Conflict to Interest
All directors, senior management should avoid situations in which their personal interest could conflict with interest of the Company. The directors/ senior management should be scrupulous in avoiding ‘conflicts of interest’ with the Company. In case there is likely to be a conflict of interest, he/ she should make full disclosure of all facts and circumstances thereof to the Board of directors or any committee/ officer nominated for this purpose by the Board and a prior written approval should be obtained.
Honest & Ethical Conduct
The directors / senior management shall act in accordance with the highest standards of personal and professional integrity.

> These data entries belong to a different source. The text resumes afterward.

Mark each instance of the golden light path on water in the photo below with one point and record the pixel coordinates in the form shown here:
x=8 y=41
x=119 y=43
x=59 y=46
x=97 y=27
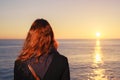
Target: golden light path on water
x=98 y=72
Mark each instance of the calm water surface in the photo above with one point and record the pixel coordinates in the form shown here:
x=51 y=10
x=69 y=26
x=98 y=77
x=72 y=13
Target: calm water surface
x=88 y=59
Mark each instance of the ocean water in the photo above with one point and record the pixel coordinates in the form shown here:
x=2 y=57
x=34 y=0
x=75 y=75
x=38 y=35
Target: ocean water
x=88 y=59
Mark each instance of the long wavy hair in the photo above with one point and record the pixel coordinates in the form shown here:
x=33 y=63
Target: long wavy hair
x=40 y=40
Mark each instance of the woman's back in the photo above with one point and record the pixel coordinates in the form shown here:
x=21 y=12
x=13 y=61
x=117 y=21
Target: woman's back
x=56 y=68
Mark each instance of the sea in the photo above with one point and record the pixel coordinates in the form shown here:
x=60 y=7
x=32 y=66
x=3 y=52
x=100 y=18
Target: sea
x=89 y=59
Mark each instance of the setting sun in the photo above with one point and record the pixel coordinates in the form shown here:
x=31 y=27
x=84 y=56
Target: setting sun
x=98 y=34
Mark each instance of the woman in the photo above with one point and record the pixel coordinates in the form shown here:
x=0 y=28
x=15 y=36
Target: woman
x=39 y=58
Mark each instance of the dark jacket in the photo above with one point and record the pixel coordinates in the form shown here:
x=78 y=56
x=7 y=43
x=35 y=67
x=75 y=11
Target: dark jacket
x=57 y=70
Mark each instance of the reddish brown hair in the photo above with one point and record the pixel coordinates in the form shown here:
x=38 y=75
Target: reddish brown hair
x=39 y=40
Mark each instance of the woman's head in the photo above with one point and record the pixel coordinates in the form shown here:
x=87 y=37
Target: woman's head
x=39 y=40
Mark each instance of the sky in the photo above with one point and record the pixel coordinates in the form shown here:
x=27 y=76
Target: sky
x=70 y=19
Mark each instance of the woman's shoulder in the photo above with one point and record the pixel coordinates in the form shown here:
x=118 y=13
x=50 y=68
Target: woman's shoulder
x=60 y=56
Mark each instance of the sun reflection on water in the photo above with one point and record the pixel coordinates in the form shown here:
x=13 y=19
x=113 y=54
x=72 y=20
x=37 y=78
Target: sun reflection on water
x=98 y=72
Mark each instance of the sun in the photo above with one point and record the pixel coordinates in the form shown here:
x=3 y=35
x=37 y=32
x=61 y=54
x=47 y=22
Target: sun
x=98 y=34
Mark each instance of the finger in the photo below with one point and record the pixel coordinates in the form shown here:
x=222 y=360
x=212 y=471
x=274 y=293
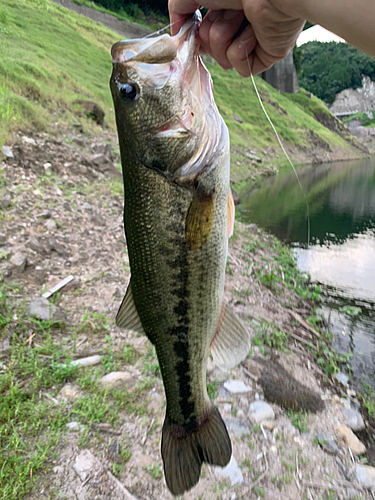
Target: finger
x=204 y=30
x=179 y=11
x=221 y=35
x=240 y=49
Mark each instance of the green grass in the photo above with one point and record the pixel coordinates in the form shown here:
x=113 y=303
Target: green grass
x=364 y=119
x=44 y=71
x=49 y=58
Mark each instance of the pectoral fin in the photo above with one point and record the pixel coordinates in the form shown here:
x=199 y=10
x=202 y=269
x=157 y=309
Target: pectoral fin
x=127 y=316
x=231 y=342
x=231 y=213
x=200 y=219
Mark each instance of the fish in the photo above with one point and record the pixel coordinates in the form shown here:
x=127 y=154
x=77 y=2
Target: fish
x=178 y=215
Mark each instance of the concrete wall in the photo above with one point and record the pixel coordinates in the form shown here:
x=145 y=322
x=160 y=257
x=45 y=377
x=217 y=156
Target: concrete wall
x=282 y=76
x=351 y=101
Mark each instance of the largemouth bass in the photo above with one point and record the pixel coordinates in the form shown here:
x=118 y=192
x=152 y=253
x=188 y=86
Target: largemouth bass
x=178 y=214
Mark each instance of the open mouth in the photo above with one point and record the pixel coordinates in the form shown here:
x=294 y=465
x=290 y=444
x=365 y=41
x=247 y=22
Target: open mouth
x=161 y=49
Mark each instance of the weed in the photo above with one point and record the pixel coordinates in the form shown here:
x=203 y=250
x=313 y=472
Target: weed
x=212 y=390
x=116 y=469
x=299 y=419
x=271 y=336
x=368 y=400
x=154 y=471
x=259 y=491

They shall act and conduct free from fraud and deception.
The directors/ senior management shall maintain the confidentiality of confidential information of the Company or that of any valued customer/Collaborator/supplier of the Company to whom the Company has a duty to maintain confidentiality, except when disclosure is authorized or legally mandated. The confidential information includes all non-public information that might be of use to competitors. The use of confidential information for his/her own advantage or profit is also prohibited.
The directors/senior management of the Company is expressly prohibited from:
a) Taking for themselves personally opportunities that are discovered through use of Company’s property, information or position.
b) Using Company’s property, information and position for personal gains, competing directly with the business of the Company or with any business that of the Company is considering.
Audit ability & Transparency
All the directors/ senior management shall ensure that their actions in the conduct of business are totally transparent except where the needs of business security dictate otherwise. It shall be necessary to ensure that areas of operation are open to audit and the conduct of activities is totally auditable.
The directors/senior management should deal fairly with customers, suppliers, competitors and employees of the Company. They should not take unfair advantage of anyone through manipulation, concealment, abuse of confidential, trade secret information, misrepresentation of material facts or any other unfair dealing practices.
No director/senior management of the Company shall misuse Company’s facilities. Except where such facilities have been provided for personal use either by policy or by specific permission, Company’s facilities shall not be used for personal use.
Compliance with Laws, Rules and Regulations
The directors/senior management of the Company shall comply with applicable laws, rules and regulations. Transactions directly or indirectly involving securities of the Company should not be undertaken without pre-clearance from the Company’s Board of Directors.
Compliance with code of conduct
If any director/senior management who knows of or suspects of a violation of applicable laws, rules or regulations of this code of conduct, he/she must immediately report the same to the Board of Directors or any designated committee thereof. Such person should as far as possible provide the details of suspected violations with all known particulars relating to the issue.
Violations of this code of conduct will result in disciplinary action, which may even include termination of services of the employee. The Company’s Board or any committee designated by the Board for this purpose shall determine appropriate action in response to violations of this code of conduct.